The Critical Insight
This exposed a fundamental truth:
👉 Prompt engineering provides guidance. Tool engineering enforces it.
Prompts can make intentions clear, but they don’t guarantee compliance. Without system-level constraints, the AI will eventually slip.
Implications for Teams
If you’re thinking of adopting AI in development workflows, here are some lessons:
-
Prompt Engineering is Necessary, Not Sufficient
Instructions add context, but they’re passive. They don’t enforce behavior. -
Tool Engineering Adds Reliability
If you bake constraints into the environment itself — e.g., a wrapper that refuses to run >10 line scripts directly in the terminal — you remove the chance of failure. -
Hybrid Strategies Win
Prompts for context + tools for enforcement = repeatable, reliable outcomes. -
Feedback Loops Matter
Systems should detect and correct violations in real-time, rather than relying on human oversight alone.
Conclusion
This wasn’t just an odd glitch; it was a reminder of how AI works.
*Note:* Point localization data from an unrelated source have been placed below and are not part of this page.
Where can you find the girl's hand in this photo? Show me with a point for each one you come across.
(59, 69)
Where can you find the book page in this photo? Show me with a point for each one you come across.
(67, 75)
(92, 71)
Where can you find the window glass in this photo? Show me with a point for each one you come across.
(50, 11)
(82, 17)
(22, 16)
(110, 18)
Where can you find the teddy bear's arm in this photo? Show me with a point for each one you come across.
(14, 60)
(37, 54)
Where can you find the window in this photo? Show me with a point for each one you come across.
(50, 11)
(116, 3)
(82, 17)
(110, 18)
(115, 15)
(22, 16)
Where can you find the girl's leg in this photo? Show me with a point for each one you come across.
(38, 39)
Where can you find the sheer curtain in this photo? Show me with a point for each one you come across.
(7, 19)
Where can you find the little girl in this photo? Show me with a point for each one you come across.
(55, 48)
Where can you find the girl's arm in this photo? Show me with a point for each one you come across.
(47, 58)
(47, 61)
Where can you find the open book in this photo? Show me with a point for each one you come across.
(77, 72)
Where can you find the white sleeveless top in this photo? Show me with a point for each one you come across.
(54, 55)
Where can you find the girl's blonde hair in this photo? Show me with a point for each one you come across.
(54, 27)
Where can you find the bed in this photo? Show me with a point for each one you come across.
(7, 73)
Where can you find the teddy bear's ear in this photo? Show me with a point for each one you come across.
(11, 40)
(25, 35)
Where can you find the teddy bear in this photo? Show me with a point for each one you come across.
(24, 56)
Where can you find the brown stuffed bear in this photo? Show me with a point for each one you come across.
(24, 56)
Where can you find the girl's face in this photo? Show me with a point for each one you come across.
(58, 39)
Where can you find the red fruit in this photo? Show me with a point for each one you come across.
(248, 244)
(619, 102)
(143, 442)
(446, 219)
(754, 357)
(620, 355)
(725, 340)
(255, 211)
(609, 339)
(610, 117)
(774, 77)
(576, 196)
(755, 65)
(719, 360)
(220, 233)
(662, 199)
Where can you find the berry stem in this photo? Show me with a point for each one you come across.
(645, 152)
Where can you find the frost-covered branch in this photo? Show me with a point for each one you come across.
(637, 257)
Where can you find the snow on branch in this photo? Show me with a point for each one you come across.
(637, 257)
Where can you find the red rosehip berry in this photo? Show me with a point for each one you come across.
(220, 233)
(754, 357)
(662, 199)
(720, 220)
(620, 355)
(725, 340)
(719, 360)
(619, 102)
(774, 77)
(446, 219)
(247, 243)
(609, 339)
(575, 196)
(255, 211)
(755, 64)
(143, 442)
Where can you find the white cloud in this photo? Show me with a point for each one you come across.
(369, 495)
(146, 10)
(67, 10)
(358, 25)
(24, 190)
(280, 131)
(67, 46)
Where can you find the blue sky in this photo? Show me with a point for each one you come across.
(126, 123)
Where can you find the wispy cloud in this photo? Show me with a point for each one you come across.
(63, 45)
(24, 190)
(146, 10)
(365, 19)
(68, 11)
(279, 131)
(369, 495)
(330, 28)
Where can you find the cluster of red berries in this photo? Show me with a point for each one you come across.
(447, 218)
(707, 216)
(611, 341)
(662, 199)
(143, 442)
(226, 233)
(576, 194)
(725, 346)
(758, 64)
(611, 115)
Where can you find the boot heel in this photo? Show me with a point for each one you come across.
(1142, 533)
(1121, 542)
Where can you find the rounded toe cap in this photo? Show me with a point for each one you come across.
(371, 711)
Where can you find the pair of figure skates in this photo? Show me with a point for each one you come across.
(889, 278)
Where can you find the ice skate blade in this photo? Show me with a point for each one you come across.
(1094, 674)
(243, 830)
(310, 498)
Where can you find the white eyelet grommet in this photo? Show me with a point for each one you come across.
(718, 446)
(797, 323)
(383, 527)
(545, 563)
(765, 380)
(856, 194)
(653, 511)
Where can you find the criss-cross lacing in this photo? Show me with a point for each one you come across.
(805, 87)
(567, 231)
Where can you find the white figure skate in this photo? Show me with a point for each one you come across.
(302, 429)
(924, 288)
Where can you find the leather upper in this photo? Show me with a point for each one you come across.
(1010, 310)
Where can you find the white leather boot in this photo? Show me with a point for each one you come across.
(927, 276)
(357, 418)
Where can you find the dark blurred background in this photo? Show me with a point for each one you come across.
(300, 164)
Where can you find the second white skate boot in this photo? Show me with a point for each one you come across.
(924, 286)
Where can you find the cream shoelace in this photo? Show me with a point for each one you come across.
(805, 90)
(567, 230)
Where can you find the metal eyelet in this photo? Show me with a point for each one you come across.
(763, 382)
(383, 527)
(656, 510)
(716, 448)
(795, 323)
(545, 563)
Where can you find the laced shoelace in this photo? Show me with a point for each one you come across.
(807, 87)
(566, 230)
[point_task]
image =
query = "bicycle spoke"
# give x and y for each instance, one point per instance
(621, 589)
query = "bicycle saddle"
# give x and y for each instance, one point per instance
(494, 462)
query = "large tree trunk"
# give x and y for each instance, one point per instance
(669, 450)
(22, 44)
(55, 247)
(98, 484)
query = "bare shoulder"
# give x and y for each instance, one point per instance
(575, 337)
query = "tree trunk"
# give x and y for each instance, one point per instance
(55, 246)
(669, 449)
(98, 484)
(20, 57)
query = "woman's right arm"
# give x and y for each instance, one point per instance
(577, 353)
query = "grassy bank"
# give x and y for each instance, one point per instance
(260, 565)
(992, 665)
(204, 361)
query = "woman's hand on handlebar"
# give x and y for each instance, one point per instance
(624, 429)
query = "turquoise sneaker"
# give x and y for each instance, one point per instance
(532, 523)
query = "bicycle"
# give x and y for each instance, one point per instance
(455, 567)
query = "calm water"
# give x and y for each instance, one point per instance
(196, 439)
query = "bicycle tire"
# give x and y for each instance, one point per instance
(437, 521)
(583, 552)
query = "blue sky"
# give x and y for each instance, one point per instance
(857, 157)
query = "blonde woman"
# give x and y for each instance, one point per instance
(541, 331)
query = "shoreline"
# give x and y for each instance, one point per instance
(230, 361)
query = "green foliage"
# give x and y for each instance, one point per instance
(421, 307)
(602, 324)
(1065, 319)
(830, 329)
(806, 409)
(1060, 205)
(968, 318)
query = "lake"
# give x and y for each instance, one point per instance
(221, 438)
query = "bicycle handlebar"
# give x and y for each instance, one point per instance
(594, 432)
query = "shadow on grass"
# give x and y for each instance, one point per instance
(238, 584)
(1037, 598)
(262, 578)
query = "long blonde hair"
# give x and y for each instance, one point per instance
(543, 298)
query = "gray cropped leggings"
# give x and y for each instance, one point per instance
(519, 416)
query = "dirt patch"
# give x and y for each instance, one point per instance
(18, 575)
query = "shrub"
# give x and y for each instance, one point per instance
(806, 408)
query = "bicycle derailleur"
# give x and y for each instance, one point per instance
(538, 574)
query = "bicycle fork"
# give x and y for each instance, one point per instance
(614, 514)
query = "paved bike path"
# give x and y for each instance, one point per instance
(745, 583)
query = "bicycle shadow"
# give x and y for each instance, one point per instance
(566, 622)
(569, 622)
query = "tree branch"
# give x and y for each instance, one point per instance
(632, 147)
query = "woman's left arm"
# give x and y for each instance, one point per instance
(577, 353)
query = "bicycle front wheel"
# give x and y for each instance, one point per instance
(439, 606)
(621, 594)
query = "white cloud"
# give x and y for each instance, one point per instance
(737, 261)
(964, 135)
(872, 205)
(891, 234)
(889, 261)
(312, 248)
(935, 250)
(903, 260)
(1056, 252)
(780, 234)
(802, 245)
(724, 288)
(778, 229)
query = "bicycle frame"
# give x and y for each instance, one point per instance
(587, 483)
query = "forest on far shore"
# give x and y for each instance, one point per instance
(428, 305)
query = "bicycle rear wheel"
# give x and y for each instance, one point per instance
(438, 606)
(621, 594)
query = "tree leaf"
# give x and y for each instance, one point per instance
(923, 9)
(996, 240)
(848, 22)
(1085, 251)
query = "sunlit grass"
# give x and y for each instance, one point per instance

Copilot isn’t ignoring me out of malice. It’s following a hierarchy of defaults that don’t always line up with project needs.
If you want reliable AI collaboration:
-
Use prompts to tell it what you want
-
Use tools to make sure it follows through
Because at the end of the day, prompt engineering tells the AI what to do; tool engineering ensures it actually does it.